Life Itself is not to be confused with the documentary about the late Roger Ebert that’s currently in theaters. Loncraine’s feature stars Morgan Freeman and Diane Keaton as a couple considering selling their longtime home. Jonathan shot with an Arri Alexa XT, capturing at roughly 2K resolution to a built-in Codex Recorder.
“Richard was very kind to even consider me for Life Itself, because we were expecting near the beginning of principal photography,” says Jonathan. “Provisions were made so that when I left to attend the birth of my daughter, my operator and gaffer stepped up. Richard had not worked with any of us before, so to agree to a situation where he would lose his director of photography in the first few days was very generous of him. It’s a movie I’ll never forget — for several reasons!”

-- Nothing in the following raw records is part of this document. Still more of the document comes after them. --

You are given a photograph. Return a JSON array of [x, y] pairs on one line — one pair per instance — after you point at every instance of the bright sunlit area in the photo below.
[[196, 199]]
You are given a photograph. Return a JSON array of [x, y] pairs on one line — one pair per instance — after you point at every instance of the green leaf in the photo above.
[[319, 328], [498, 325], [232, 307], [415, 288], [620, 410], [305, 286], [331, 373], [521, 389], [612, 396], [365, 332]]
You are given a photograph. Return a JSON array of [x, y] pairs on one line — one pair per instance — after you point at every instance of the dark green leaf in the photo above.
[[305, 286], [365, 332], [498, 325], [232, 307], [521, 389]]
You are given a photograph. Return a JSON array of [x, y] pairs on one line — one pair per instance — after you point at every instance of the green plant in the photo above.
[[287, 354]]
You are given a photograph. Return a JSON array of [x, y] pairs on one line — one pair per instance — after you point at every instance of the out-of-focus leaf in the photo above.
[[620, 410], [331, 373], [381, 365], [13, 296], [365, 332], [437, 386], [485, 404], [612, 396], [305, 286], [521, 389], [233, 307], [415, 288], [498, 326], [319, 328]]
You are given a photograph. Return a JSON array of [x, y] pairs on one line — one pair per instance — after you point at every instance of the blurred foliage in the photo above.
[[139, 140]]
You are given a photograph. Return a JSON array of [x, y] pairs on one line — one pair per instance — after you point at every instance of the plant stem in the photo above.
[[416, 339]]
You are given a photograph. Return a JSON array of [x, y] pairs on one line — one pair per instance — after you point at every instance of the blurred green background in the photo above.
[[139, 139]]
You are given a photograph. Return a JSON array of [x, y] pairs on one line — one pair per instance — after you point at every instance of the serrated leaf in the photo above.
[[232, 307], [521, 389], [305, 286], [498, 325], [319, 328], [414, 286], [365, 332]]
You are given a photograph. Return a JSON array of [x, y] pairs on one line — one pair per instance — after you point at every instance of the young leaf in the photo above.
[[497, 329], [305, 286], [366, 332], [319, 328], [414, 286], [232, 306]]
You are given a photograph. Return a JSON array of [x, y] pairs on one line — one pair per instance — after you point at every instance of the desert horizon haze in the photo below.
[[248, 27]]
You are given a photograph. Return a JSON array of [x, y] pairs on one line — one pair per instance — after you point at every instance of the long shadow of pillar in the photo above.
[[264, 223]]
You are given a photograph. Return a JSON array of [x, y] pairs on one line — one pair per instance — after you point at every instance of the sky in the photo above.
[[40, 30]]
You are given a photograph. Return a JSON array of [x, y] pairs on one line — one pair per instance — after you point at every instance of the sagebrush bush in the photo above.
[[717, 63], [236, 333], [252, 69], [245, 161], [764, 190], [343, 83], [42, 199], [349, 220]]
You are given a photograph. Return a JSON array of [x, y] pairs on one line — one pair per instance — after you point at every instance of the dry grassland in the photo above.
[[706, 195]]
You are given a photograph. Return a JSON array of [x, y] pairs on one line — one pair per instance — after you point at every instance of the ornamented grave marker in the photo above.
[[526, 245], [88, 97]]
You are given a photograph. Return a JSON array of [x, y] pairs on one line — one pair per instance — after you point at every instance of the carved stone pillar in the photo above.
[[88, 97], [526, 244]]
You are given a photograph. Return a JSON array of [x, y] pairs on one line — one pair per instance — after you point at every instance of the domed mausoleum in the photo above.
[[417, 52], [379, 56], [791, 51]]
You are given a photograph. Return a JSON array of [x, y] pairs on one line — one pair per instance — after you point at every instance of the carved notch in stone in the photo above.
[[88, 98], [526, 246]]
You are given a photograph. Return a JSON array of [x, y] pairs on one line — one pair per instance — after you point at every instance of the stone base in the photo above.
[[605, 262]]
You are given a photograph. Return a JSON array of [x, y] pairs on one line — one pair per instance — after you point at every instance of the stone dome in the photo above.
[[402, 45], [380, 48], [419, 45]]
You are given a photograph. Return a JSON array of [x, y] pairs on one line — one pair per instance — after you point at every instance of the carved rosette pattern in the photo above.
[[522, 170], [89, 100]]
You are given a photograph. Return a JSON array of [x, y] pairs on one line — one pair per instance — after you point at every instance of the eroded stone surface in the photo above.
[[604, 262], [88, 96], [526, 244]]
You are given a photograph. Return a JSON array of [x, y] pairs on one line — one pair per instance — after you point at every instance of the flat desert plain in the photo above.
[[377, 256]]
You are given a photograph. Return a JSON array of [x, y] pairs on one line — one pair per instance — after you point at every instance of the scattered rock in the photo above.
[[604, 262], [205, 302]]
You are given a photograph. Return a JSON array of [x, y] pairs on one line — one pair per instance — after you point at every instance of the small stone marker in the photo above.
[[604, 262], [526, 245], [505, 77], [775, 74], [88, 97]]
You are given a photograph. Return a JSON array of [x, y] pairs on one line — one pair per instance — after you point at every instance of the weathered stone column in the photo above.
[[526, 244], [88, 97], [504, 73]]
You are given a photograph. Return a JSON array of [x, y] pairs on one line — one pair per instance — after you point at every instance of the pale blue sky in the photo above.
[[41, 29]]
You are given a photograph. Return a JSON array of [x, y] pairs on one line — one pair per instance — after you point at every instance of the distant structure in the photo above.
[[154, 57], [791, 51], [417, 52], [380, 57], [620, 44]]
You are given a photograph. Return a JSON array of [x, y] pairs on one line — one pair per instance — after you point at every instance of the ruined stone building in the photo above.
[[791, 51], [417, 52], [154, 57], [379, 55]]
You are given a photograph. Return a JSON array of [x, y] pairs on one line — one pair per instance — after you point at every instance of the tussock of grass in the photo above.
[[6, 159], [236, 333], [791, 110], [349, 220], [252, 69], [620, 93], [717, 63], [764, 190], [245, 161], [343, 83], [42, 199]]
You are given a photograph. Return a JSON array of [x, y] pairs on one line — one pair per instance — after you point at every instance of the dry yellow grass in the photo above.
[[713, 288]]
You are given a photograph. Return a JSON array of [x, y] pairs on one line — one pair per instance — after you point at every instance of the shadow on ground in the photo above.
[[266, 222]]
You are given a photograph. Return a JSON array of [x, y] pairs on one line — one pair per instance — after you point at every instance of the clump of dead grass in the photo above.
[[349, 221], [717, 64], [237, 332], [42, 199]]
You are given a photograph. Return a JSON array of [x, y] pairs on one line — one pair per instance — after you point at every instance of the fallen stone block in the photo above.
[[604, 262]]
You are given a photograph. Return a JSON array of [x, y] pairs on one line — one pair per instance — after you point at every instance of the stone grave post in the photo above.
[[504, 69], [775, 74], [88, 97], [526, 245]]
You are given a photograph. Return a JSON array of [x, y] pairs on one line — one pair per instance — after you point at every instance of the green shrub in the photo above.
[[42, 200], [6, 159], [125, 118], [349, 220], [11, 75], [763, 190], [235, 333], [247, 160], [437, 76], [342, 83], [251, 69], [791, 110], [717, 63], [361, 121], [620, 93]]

Regarding Boardwalk Empire, he says, “I felt very lucky to be able to work on such a wonderful production with many of my friends, and to also come home and see my family before they went to bed, and then see them again in the morning before I headed off to work. It’s a rare blessing. We cinematographers all know that no matter where you live, the work is often somewhere else, and you find yourself traveling a lot. Of course, you have some great experiences while traveling, but there’s a cost to it as well. I think we all learn that balance whether we have a family or not. It’s one of the bigger challenges we face outside of the technological aspects of our job.”